Background Acute pericarditis is recorded in approximately 0.1-0.2% of hospitalized patients and 5% of patients admitted to the emergency department for non-ischaemic chest pain. Rheumatic pericarditis is uncommon following the advent of modern antibiotic therapies. There is strong evidence between Streptococcus pyogenes infection and the exacerbation of guttate psoriasis. Case History A 20-year old man presented to the Emergency Department with acute chest pain. Twenty days prior he had remittent fever, strep throat and arthralgia. Physical examination on admission revealed swelling of the first finger of the right hand and numerous small patches on the arms,legs and torso. ECG showed sinus tachycardia and echocardiogram demonstrated a mild pericardial effusion. He underwent workup included a positive antistreptolysin O titer for 552 IU/ml (n.v. 0-200) and a negative hepatitis and autoimmune screen. Throat culture was positive for group A b-hemolytic streptococcus. A right hand MRI excludes bone involvement. During hospitalization the skin manifestations evolved into a plaque guttate psoriasis on the legs and arms.

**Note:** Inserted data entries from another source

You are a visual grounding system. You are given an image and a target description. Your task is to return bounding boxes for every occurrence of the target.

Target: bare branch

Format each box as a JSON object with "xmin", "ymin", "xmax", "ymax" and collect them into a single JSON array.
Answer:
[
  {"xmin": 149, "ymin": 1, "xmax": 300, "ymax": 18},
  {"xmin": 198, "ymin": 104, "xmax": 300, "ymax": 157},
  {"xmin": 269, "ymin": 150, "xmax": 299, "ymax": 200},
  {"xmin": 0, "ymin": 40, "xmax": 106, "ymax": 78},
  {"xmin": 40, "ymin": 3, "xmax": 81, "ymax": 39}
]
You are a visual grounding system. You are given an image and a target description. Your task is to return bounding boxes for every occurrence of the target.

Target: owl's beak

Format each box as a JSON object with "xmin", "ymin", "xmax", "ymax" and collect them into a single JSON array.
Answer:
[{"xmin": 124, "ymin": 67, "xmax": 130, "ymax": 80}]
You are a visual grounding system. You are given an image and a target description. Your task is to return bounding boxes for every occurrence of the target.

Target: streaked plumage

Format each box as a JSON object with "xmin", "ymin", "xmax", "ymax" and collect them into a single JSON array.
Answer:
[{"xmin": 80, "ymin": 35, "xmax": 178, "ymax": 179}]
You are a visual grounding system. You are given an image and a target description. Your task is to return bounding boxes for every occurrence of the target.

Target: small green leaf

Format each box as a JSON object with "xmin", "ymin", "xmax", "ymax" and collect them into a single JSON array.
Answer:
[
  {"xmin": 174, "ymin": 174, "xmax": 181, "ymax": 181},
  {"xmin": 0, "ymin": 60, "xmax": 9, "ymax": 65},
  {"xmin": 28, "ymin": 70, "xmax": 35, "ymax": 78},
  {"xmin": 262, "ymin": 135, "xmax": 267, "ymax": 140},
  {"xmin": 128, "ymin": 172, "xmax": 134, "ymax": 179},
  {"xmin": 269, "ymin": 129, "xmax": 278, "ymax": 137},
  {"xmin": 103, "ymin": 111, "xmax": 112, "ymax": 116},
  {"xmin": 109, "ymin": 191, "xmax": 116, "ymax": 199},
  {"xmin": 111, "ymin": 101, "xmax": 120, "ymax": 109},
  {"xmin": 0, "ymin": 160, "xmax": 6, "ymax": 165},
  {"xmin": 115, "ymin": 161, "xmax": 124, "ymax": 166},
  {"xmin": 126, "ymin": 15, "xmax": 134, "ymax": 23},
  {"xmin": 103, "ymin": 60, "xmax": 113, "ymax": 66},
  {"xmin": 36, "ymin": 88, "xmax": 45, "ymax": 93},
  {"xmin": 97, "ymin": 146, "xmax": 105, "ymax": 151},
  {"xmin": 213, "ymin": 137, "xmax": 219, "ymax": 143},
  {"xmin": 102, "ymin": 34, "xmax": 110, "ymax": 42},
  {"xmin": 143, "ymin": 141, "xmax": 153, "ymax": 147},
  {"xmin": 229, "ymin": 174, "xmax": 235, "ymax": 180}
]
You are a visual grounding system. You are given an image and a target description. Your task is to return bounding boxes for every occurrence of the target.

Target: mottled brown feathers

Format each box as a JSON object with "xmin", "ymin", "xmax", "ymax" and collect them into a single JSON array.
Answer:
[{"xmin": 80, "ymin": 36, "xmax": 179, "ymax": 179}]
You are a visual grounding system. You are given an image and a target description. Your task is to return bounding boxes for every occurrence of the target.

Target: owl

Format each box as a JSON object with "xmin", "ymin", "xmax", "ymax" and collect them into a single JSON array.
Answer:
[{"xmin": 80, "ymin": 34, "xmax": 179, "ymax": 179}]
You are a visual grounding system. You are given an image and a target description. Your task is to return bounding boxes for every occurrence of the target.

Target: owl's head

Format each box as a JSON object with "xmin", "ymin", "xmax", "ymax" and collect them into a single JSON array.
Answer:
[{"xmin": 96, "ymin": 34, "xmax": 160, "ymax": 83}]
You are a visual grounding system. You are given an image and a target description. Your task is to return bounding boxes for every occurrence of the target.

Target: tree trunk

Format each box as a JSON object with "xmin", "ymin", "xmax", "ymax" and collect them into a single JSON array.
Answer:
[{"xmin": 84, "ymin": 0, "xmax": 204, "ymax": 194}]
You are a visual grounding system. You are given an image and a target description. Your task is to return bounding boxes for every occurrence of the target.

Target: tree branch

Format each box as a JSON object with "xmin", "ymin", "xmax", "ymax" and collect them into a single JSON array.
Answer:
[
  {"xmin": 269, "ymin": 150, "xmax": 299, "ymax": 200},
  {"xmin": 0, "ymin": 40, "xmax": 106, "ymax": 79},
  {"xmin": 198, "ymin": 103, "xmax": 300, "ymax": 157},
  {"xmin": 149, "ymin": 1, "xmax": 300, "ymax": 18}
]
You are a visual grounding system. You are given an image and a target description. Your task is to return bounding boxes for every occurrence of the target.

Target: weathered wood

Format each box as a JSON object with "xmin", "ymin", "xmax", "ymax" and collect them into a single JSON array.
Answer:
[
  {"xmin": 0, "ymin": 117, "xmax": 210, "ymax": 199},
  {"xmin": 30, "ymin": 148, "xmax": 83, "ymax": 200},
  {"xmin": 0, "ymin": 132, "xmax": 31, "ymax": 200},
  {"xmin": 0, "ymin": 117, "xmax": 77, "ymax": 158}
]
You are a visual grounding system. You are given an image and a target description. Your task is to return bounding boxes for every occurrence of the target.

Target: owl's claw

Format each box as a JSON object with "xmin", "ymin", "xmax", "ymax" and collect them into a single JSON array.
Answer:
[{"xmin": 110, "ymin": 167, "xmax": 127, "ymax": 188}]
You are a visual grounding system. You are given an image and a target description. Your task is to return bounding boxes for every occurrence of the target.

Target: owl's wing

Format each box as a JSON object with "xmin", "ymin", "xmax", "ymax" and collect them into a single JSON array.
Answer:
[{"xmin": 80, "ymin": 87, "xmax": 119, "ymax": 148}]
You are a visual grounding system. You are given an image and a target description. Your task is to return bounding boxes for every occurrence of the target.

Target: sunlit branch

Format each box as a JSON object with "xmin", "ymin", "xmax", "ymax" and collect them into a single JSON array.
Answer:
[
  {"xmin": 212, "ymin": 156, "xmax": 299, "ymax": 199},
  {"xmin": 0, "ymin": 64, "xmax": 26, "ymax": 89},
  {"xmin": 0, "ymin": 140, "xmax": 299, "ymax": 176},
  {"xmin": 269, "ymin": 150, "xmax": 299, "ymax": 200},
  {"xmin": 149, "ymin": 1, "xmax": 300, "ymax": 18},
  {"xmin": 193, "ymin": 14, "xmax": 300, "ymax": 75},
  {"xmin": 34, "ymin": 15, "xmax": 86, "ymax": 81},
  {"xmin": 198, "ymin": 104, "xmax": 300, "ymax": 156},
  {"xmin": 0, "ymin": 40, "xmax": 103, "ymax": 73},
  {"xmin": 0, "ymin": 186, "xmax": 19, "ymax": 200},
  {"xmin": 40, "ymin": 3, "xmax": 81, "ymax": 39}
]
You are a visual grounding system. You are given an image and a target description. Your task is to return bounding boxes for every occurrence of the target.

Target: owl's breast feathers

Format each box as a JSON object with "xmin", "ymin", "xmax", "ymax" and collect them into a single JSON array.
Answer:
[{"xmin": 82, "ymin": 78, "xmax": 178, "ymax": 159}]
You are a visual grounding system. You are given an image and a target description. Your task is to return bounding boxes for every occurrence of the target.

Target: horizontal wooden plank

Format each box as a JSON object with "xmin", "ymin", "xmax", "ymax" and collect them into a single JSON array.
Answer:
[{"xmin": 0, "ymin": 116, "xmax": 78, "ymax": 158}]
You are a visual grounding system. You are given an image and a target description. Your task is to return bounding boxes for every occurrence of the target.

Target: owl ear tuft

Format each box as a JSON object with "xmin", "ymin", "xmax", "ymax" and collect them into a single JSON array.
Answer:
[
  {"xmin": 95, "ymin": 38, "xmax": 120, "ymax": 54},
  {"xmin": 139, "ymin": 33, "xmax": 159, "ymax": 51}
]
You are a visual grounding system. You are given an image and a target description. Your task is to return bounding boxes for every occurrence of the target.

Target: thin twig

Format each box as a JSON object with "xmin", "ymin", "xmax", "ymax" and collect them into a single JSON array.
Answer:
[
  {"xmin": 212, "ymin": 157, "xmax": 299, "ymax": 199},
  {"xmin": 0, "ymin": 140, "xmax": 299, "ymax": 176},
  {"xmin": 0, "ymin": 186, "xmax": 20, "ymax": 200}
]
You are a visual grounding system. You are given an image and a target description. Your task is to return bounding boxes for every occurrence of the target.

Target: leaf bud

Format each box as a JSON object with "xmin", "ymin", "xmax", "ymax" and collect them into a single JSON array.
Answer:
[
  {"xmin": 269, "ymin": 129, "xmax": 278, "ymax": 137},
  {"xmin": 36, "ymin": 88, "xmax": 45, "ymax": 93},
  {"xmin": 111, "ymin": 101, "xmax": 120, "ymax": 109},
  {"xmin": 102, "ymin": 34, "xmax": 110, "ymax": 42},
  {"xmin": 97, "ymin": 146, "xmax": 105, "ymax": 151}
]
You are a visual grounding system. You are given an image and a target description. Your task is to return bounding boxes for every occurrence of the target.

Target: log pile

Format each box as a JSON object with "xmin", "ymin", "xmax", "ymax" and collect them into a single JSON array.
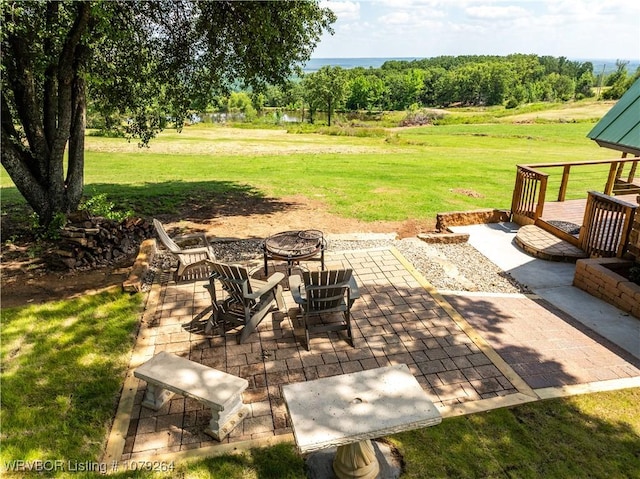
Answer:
[{"xmin": 54, "ymin": 212, "xmax": 154, "ymax": 270}]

Recovery was obtained through therapy with colchicine, ibuprofen and amoxicillin/clavulanic acid started empirically and confirmed by the result of the throat swab. Skin lesions responded well to topical therapy. Discussion Different types of infections caused by Streptococcus pyogenes, such as Streptococcal angina or pharyngitis, are the environmental factors that contribute to unveil psoriasis in predisposed individuals. Streptococcal infection associated with guttate psoriasis is also documented in the literature. In one study, one hundred and eleven patients with onset or worsening psoriasis associated with streptococcal infection were examined; among these 34 had acute guttate psoriasis, 30 had guttate exacerbation of chronic psoriasis, 37 had chronic plaque psoriasis, and 10 had other types of psoriasis. In this study Streptococcus pyogenes was isolated from 17% of all patients examined. This study confirms the strong association between a previous Streptococcus pyogenes infection and guttate psoriasis. The molecular pathogenesis of this association has not been demonstrated yet. The early diagnosis and treatment of the Streptococcal infections is essential to prevent all the clinical complications associated with it, such as constrictive pericarditis and septic arthritis.